The dental arch models were scanned by using the CB MercuRay (Hitachi Medical Corporation, Tokyo, Japan) in the Division of Orthodontics, School of Dentistry, at the University of California at San Francisco. The scanning parameters used were 110 kVp, 2 mA, 9.6 seconds per revolution, and a 12-in field of view. The voxel size of the CB MercuRay scanner with these settings is 0.4 mm, and the physical spatial resolution is 0.7 mm. The volumetric data were then analyzed with the 2 CBCT software programs, InVivoDental and CBWorks. Two measurement methods were used with the InVivo Dental software and 1 method with CBWorks, each described below. Two investigators measured 25 teeth at 3 times using each of the 4 methods: physical measurement, InVivo Section, InVivo Volume Render, and CBWorks Volume Render.
With InVivoDental, 2 analyzing modes were used as methods of measuring the MDD of the embedded teeth: the Section mode and the Volume Render mode.

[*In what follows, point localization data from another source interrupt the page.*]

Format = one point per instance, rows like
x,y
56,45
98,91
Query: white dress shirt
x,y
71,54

In the InVivo Section mode, the x, y, and z sections (axial, coronal, sagittal) were combined simultaneously for 2-dimensional visualization. A 3-dimensional (3D) volume visualization was displayed on the same screen as the 2-dimensional visualization. In this mode, the scalar value of selected voxels is displayed in Hounsfield units; this allows soft tissue to be distinguished from enamel when taking measurements with the “Distance” tool. By using the 2-dimensional and 3D visualizations simultaneously, the image of each tooth of interest was oriented perpendicular to the occlusal plane to allow the largest MDD to be visualized and measured (with measurements recorded to the nearest 0.1 mm) ( Fig 1 ).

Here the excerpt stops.